RIL JV, L&T lead $13.5bn data centre investment surge, Vizag a key location

Reliance-owned JV Digital Connexion announces $11 billion AI data centre investment plan in Andhra Pradesh

Shouvik DasAnubhav Mukherjee
Published26 Nov 2025, 05:27 PM IST
Reliance-owned JV Digital Connexion announces $11 billion AI data centre investment plan in Andhra Pradesh.
Reliance-owned JV Digital Connexion announces $11 billion AI data centre investment plan in Andhra Pradesh.

Hyderabad: India’s data-infrastructure buildout hit a $13.5-billion inflection point on Wednesday, with a Reliance Industries Ltd (RIL) joint venture and Larsen & Toubro (L&T) announcing large-scale investments in data centres, driven by surging demand for artificial intelligence (AI) applications.

The announcements marked one of the largest single-day commitments to India’s digital capacity, pushing total announcements this year to nearly $60 billion. Of this, nearly $53 billion has been announced cumulatively by RIL, L&T, the Adani and Tata groups, and the Big Tech trio of Google, Amazon and Microsoft.

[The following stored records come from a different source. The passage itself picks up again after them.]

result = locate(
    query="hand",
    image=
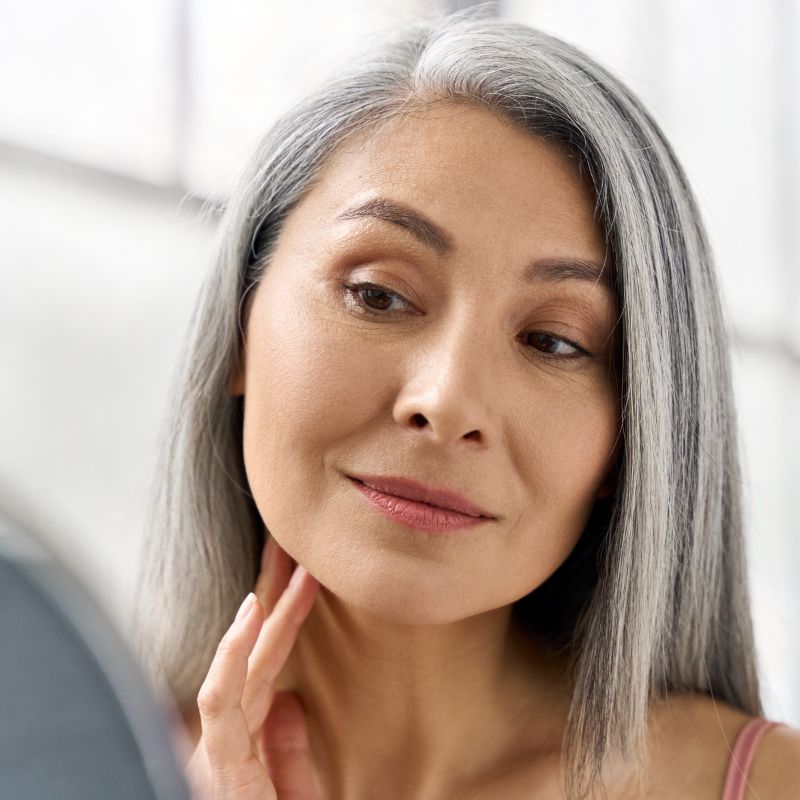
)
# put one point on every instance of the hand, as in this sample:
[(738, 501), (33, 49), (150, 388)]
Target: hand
[(254, 741)]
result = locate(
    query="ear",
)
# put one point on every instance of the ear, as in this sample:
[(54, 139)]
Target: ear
[(235, 387), (609, 483), (606, 487)]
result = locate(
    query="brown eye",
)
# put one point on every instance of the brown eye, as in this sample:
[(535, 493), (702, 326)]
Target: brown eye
[(370, 298), (554, 346), (376, 298)]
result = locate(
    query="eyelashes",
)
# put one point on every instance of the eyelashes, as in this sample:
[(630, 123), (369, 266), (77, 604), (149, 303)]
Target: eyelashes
[(359, 295)]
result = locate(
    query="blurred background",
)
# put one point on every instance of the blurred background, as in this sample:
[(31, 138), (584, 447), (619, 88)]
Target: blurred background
[(118, 120)]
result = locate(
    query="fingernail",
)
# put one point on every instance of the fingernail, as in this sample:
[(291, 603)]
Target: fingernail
[(245, 607), (297, 576)]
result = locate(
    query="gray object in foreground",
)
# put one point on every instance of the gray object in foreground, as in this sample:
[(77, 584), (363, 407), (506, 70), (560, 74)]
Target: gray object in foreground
[(77, 719)]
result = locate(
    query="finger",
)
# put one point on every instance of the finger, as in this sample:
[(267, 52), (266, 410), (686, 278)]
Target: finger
[(288, 749), (275, 642), (226, 736)]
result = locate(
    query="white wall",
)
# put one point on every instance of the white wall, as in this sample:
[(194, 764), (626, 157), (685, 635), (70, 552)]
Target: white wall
[(99, 272)]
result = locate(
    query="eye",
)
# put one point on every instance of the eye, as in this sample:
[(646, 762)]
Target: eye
[(369, 298), (377, 301), (555, 346)]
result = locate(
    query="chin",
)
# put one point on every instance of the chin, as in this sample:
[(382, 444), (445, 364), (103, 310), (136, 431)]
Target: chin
[(401, 602)]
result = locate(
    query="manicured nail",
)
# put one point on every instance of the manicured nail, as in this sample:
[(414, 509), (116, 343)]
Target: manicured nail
[(245, 607), (297, 576)]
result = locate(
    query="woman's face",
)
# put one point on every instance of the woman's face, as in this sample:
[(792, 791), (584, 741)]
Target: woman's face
[(478, 359)]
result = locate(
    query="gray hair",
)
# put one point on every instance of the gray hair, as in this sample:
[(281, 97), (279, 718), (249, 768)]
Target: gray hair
[(654, 598)]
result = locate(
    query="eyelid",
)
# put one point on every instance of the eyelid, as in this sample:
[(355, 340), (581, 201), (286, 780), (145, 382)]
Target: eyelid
[(352, 288)]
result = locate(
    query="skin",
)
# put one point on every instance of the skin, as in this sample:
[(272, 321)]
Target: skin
[(411, 674)]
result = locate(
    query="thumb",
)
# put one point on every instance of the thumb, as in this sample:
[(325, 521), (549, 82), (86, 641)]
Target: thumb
[(288, 750)]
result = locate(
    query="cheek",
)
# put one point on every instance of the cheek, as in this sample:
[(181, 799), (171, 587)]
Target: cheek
[(569, 456), (309, 389)]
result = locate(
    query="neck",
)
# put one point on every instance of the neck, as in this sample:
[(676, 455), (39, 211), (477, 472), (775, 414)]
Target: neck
[(421, 710)]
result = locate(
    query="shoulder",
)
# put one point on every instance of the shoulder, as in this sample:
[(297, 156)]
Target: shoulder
[(690, 739), (775, 772)]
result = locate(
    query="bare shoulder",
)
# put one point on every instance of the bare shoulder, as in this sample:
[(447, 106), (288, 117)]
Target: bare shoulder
[(775, 772), (690, 739)]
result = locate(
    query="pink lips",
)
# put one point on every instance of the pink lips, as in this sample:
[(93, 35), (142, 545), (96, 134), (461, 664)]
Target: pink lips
[(419, 506)]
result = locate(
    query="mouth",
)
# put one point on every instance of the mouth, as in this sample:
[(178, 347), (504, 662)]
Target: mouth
[(417, 505)]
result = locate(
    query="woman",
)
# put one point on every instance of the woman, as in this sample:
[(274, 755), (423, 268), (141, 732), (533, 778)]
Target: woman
[(461, 360)]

On Wednesday, Digital Connexion, RIL’s joint venture with Canadian asset management firm Brookfield and US-headquartered real estate investment trust Digital Realty, announced an $11-billion investment over five years to set up a 1 gigawatt (GW) data centre in Visakhapatnam, Andhra Pradesh.

Alongside, L&T, India’s largest engineering and construction company, said it plans to spend nearly $2.5 billion over five years to set up five data centres — one of which will be in Visakhapatnam — with net capacity of at least 300 megawatt (MW)—with potential to expand more.

To be sure, L&T started its own commercial data centre operations with its first client in December last year. RIL, meanwhile, has forayed into data centres for the first time—after chairman Mukesh Ambani said that the group will invest heavily in AI infrastructure during the company’s AGM on 29 August.

Wednesday’s announcements would also establish Visakhapatnam as India’s latest data centre hub, with over $26 billion committed to data centre facilities of at least 2GW by 2031. Once built, this would surpass the current data centre capacity of the entire country, estimated to be 1.4GW by financial analytics platform S&P Global.

Industry experts noted that gigawatt-scale data centres are emerging as a utilities-style business for India’s conglomerates—built on renewable power, long-dated financing, and sovereignty requirements—effectively making homegrown firms the landlords to global cloud providers.

“As AI ramps up, India’s potential for data centre capacity growth will not be limited to 5GW in the next decade,” Prashant Chiranjive Jain, head of corporate centre at L&T, said at a media roundtable on Wednesday. “We expect the growth to be even faster, as the demand for sovereign AI loads increases.”

Jain added that in the next five years, L&T may increase data centre facilities that will be owned, operated and managed by the company, “and we’ll cater to about 10% of India’s total data centre workloads by then”.

Seema Ambastha, chief executive of L&T data centre business, added that Visakhapatnam will be one of five key centres across which L&T will build out its facilities, since it has landing ports for subsea internet cables.

“We have a presence in Chennai and Navi Mumbai, and we’ll be scaling up operations across other facilities in Bengaluru, Hyderabad and Visakhapatnam,” she said at the same media roundtable.

“The company is building India’s next-generation digital infrastructure through AI-native, purpose-built data centres, designed for unmatched performance, scalability and sustainability,” Digital Connexion said in a statement on Wednesday. “It has a campus in Chennai, and another that is being constructed in Mumbai’s Chandivali area. Both are strategically located for low-latency, carrier-neutral connectivity.”

A note by analysts at Morgan Stanley further said that beyond internal usage, RIL’s 1GW data centre play is likely to also be leased out in the ‘data centre-as-a-service’ format offering.

The new landlords

Industry stakeholders said that for top conglomerates, data centres represent a national utilities business model—and not just a foray into technology.

“The gigawatt-class plans show an understanding that in the AI era, compute is constrained less by chip availability and more by electricity, cooling, and interconnects,” said Sanchit Vir Gogia, chief executive of technology consulting firm, Greyhound Research.

“Reliance’s 3GW campus in Jamnagar, Adani’s 1GW Visakhapatnam project (with Google), and TCS’s $7 billion entry into AI data centres are all designed around renewable power procurement and long-dated financing, not speculative real estate,” he said.

Gogia added that the new push from Indian firms make the homegrown companies “the landlords, and foreign cloud firms their tenants”.

“This shift is permanent because it aligns with both policy and profit. Sovereignty rules mandate local storage, energy costs dictate local sourcing, and investors reward those who can monetize long-term utility returns. In short, the next wave of Indian data infrastructure will be led by conglomerates that can underwrite megawatts, not just megabytes,” he said.